The following example shows you how an option may appear on the Series 7:

Buy 1 XYZ Apr 60 call at 5

Here are the seven elements of the option order ticket and how they apply to the example:

  1. Whether the investor is buying or selling the option: Buy

    When an investor buys (or longs, holds, or owns) an option, she is in a position of power; that investor controls the option and decides whether and when to exercise the option. If an investor is selling (shorting or writing) an option, she is obligated to live up to the terms of the contract and must either purchase or sell the underlying stock if the holder exercises the option.

  2. The contract size: 1

    You can assume that one option contract is for 100 shares of the underlying stock. Although this idea isn’t as heavily tested on the Series 7 exam, an investor may buy or sell multiple options (for example, five) if she’s interested in having a position in more shares of stock. If an investor owns five option contracts, she’s interested in 500 shares of stock.

  3. The name of the stock: XYZ

    In this case, XYZ is the underlying stock that the investor has a right to purchase at a fixed price.

  4. The expiration month for the options: Apr

    All options are owned for a fixed period of time. The initial expiration for most options is 9 months from the issue date. In the preceding example, the option will expire in April. Options expire at 11:59 p.m. EST on the Saturday following the third Friday of the expiration month. Remembering the EST is generally easier than recalling the CST because 11:59 p.m. EST is right before midnight.

    Don’t confuse the option’s expiration date with the third Saturday of the expiration month; if the expiration month starts on a Saturday, the option expires on the fourth Saturday.
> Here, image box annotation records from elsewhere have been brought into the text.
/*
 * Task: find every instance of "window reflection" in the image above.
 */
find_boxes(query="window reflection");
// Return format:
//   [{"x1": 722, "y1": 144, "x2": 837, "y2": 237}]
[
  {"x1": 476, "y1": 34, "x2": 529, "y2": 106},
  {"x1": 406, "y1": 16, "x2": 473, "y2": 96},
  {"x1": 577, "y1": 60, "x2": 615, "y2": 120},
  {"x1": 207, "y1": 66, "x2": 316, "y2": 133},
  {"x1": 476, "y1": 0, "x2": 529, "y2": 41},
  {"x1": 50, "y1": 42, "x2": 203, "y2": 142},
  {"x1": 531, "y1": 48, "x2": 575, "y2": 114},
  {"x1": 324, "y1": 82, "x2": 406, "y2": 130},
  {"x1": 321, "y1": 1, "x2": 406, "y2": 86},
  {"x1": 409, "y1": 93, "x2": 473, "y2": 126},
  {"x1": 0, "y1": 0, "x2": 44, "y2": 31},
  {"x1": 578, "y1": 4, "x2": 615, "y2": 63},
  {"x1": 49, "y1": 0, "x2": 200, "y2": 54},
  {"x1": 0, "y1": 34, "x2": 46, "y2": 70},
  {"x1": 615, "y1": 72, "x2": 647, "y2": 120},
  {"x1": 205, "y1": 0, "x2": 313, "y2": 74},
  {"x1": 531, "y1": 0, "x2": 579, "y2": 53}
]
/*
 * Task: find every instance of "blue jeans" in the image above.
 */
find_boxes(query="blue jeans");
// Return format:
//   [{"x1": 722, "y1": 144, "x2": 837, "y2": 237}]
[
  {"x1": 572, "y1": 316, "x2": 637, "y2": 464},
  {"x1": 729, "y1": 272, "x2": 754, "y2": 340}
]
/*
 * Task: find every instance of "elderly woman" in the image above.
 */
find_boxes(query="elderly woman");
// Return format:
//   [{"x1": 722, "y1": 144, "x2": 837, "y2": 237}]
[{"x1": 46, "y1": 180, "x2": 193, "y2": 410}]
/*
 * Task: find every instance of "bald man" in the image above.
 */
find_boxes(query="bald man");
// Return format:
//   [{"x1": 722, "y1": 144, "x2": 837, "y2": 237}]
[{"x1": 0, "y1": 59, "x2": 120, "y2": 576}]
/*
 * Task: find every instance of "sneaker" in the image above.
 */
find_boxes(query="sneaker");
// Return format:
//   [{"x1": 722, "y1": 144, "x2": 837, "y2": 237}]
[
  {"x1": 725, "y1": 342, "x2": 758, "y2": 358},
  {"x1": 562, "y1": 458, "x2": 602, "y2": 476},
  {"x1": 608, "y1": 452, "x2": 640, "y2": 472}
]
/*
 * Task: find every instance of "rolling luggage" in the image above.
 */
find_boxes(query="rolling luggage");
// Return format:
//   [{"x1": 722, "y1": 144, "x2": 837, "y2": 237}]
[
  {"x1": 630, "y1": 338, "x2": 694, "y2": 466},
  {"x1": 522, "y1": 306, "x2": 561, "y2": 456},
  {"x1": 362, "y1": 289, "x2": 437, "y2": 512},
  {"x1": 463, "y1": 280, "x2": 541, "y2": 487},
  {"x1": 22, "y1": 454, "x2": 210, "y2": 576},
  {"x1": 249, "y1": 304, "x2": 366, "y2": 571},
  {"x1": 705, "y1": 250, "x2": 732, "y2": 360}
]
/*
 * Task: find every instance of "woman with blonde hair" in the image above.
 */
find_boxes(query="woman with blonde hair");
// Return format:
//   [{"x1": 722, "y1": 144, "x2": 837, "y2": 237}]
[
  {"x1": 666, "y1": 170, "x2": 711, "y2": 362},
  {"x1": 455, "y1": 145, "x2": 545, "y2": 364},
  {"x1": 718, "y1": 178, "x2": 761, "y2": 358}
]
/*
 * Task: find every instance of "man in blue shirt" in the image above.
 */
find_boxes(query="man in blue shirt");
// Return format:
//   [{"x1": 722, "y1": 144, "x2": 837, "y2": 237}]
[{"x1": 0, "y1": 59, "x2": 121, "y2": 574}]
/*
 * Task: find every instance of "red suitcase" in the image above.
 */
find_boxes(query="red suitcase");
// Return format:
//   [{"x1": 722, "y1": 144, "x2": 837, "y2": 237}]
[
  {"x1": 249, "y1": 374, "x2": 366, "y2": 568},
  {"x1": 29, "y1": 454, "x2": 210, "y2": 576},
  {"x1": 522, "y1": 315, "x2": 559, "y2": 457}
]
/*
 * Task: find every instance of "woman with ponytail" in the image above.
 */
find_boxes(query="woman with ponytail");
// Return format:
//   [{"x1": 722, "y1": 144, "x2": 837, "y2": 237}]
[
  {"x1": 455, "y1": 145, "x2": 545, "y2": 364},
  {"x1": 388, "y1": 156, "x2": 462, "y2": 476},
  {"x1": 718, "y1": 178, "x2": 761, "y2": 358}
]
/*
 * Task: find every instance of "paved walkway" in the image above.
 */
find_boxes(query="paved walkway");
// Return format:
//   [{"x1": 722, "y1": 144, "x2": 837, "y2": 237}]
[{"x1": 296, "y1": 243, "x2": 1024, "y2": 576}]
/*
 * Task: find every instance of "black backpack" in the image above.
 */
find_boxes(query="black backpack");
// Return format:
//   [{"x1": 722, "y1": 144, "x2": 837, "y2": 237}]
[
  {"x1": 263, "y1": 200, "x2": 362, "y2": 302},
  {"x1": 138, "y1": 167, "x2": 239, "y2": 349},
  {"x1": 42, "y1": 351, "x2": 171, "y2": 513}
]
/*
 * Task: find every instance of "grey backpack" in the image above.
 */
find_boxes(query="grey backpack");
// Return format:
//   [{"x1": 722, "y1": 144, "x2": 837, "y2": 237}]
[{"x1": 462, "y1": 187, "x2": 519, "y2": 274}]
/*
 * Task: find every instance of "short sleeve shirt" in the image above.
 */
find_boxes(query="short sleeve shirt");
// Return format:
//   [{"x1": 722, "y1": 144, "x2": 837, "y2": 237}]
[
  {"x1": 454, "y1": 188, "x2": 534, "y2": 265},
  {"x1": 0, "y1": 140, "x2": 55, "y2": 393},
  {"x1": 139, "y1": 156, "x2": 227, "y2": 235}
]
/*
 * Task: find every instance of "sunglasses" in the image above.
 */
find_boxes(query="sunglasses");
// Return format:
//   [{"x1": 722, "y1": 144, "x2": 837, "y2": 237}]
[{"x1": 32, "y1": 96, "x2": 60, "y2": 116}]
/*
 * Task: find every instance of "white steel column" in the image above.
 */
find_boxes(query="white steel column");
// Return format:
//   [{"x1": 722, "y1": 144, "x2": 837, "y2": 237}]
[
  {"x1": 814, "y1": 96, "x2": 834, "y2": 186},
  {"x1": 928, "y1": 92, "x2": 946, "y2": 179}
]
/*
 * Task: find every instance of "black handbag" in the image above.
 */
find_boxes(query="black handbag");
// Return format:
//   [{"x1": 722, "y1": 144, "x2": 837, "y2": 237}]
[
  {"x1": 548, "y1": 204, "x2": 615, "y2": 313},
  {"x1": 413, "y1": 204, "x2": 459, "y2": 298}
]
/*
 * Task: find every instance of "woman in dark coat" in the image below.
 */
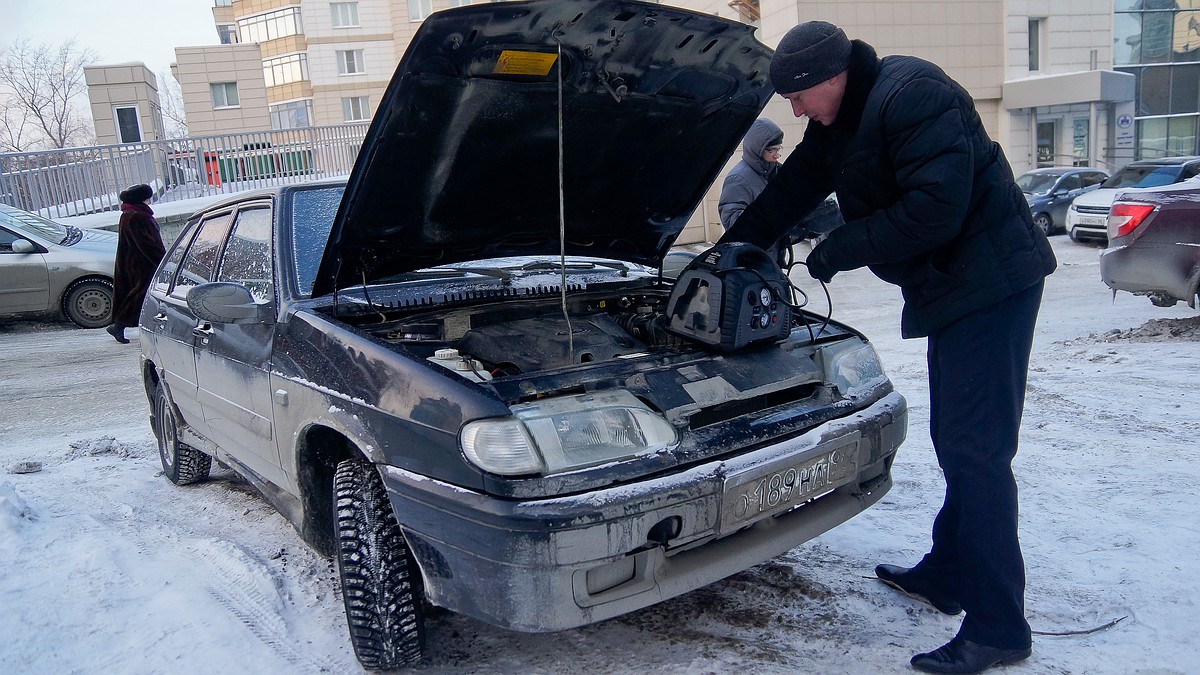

  5. The strike (exercise) price of the option: 60

    When the holder exercises the option, she uses the option contract to make the seller of the option buy or sell the underlying stock at the strike price. In this case, if the holder were to exercise the option, the holder of the option would be able to purchase 100 shares of XYZ at $60 per share.

  6. The type of option: call

    An investor can buy or sell a call option or buy or sell a put option. Calls give holders the right to buy the underlying security at a set price; puts give holders the right to sell. So in the example scenario, the holder has the right to buy the underlying security at the price stated in the preceding step.

  7. The premium: 5

    Of course, an option investor doesn’t get to have the option for nothing. An investor buys the option at the premium. In this case, the premium is 5, so a purchaser would have to pay $500 (5 × 100 shares per option).